A while ago I read on Get LoFi that you can "listen" to an electronic flickering candle by attaching a speaker to the LED. I decided to try this, so I went out and bought two packs of electronic flickering candles. Just attaching a speaker to the candle did not do anything but short it out, but I realized I could make a photocoupler by putting a photocell in front of the flickering LED. By doing to this to two (or more) candles and attaching them all to an output jack, it's pretty easy to make a cool electronic noisemaker. Each candle (even ones of the same make) is slightly different, so you will get different sounds from all of them.
Step 1: Materials
You will need:
Electronic flickering candles, about $3 each from a hardware or department store
Photocells, one per candle
Toggle switches, one per candle plus one for power
Nine volt battery and holder
Speaker or output jack
Alligator clips, for testing
Enclosure, I used a junction box
Step 2: Open the candles
If you remove the battery from the candle, there should be two screws. Remove these and the electronics will slip out.
Step 3: Test the circuit
The circuit is actually pretty simple. Basically, the battery is hooked up to the speaker or output jack (I started with a speaker but switched to an output jack due to low volume on the speaker) with a photocell interrupting the negative wire. The photocell is then attached to the LED by means of heatshrink tubing. Slip a small piece of heatshrink over the LED and place the photocell, face down on the LED. Use a lighter or heat gun to shrink the heatshrink. Put the circuit together with alligator clips. Each candle is made with the exact same circuit and attached to the same output jack or speaker and battery.

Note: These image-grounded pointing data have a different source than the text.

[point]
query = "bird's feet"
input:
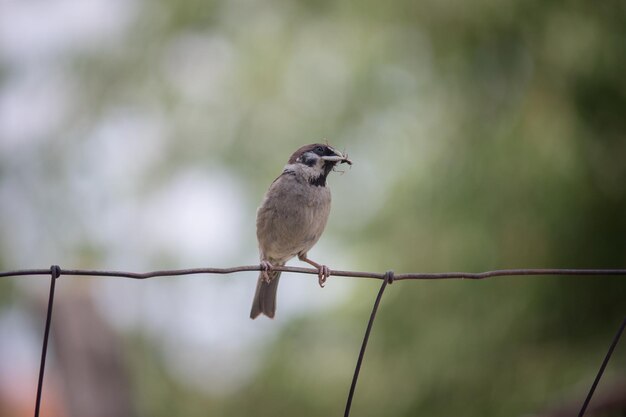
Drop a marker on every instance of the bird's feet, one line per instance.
(323, 274)
(266, 268)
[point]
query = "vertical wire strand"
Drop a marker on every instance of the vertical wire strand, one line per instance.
(602, 367)
(55, 272)
(387, 280)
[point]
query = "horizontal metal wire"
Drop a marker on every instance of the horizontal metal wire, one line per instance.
(294, 269)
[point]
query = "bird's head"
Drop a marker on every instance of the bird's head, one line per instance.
(315, 162)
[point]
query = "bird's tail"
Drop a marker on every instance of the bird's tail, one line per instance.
(265, 296)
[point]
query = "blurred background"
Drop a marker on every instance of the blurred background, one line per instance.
(142, 135)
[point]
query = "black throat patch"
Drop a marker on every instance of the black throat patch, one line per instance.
(319, 181)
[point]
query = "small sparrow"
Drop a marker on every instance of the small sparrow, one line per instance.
(292, 217)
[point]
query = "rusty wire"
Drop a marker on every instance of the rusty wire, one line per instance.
(336, 273)
(389, 277)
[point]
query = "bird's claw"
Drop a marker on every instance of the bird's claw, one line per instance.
(266, 268)
(323, 275)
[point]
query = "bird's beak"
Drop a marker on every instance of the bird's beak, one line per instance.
(338, 157)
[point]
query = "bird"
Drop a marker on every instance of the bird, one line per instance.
(292, 217)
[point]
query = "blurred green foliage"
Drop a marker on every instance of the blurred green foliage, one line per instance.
(496, 131)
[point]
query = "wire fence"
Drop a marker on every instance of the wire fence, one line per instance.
(388, 278)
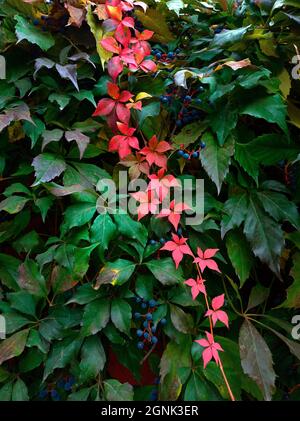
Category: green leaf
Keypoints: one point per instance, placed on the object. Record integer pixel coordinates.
(189, 134)
(13, 346)
(223, 122)
(33, 131)
(198, 389)
(95, 317)
(116, 391)
(279, 207)
(62, 353)
(258, 295)
(6, 392)
(216, 159)
(31, 279)
(47, 166)
(175, 360)
(78, 215)
(227, 37)
(115, 273)
(165, 271)
(240, 254)
(264, 235)
(131, 229)
(23, 302)
(13, 204)
(293, 291)
(103, 231)
(27, 31)
(268, 149)
(246, 160)
(235, 209)
(9, 270)
(19, 391)
(256, 359)
(93, 358)
(270, 108)
(121, 315)
(149, 110)
(182, 321)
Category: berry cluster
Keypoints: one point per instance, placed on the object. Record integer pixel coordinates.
(165, 57)
(54, 390)
(185, 154)
(146, 333)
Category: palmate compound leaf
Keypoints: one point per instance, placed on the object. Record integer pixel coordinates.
(240, 254)
(256, 359)
(115, 273)
(270, 108)
(235, 211)
(47, 166)
(13, 346)
(216, 159)
(27, 31)
(116, 391)
(264, 235)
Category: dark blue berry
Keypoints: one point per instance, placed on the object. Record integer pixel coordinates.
(154, 395)
(140, 345)
(218, 30)
(54, 393)
(152, 303)
(68, 386)
(43, 394)
(164, 99)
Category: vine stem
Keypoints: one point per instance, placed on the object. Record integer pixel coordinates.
(219, 363)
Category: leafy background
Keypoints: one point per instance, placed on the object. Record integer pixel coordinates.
(69, 276)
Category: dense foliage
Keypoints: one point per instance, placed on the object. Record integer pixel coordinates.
(108, 306)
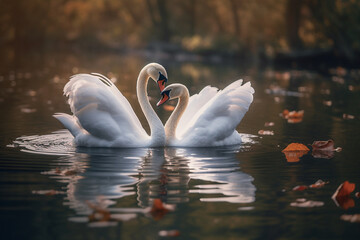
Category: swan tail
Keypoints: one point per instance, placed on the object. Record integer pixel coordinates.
(69, 122)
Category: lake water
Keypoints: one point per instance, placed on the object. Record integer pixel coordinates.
(53, 190)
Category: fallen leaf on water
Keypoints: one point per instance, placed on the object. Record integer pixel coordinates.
(48, 192)
(168, 107)
(293, 116)
(294, 151)
(28, 110)
(318, 184)
(300, 188)
(344, 189)
(99, 214)
(341, 197)
(160, 209)
(348, 116)
(324, 149)
(269, 124)
(323, 145)
(266, 132)
(327, 103)
(302, 202)
(169, 233)
(351, 218)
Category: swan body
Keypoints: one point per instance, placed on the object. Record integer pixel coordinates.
(102, 116)
(209, 118)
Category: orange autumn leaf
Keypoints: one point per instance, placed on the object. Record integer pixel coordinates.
(344, 189)
(295, 147)
(169, 233)
(318, 184)
(341, 196)
(99, 214)
(294, 151)
(293, 116)
(158, 209)
(300, 188)
(324, 149)
(323, 145)
(266, 132)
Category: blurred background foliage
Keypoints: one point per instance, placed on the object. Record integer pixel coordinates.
(231, 27)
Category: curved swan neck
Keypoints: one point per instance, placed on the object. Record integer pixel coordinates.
(172, 122)
(157, 132)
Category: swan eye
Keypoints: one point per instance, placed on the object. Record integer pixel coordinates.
(161, 81)
(102, 78)
(165, 95)
(162, 78)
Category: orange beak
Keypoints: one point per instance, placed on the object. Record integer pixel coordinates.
(163, 99)
(161, 84)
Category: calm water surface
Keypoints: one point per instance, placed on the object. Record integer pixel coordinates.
(53, 190)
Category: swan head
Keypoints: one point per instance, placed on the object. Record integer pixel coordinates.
(158, 74)
(172, 91)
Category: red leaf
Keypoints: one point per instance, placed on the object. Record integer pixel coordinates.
(323, 145)
(169, 233)
(324, 149)
(341, 196)
(265, 132)
(158, 209)
(293, 116)
(318, 184)
(344, 189)
(300, 188)
(294, 151)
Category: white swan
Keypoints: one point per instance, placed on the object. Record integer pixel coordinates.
(102, 116)
(209, 118)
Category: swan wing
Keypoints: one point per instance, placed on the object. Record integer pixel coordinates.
(101, 109)
(196, 102)
(217, 120)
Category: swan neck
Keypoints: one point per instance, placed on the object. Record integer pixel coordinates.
(157, 133)
(171, 124)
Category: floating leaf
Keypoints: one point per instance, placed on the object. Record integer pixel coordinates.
(293, 116)
(269, 124)
(348, 116)
(318, 184)
(327, 103)
(300, 188)
(294, 151)
(169, 233)
(344, 189)
(159, 209)
(99, 214)
(266, 132)
(48, 192)
(302, 202)
(341, 197)
(351, 218)
(323, 149)
(323, 145)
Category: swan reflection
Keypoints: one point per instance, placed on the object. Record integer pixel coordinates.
(171, 174)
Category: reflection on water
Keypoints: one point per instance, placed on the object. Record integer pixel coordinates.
(219, 193)
(99, 175)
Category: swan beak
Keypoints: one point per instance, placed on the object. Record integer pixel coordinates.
(161, 84)
(161, 81)
(163, 99)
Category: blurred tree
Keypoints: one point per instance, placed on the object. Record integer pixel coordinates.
(293, 18)
(227, 26)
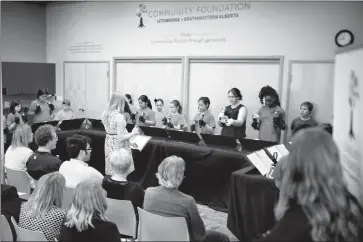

During troubleshooting, I noticed I could only hear the sound clearly if my finger was bridging the output jack's two contacts, so I added a potentiometer at near full resistance between the contacts.
Step 4: Solder together the circuit
Solder all the connections you laid out earlier. Cut one of the wire on the battery holder and solder on a toggle switch. Cut a lead to each LED and install toggles there, too. These are your power switches.
Step 5: Case closed!
Mount everything on your case. I use a small drill bit then use a tapered bore (pricey, but worth it) to enlarge the drilled hole until the component fits. Use pliers, wenches or socket drivers to tighten the mounting hardware.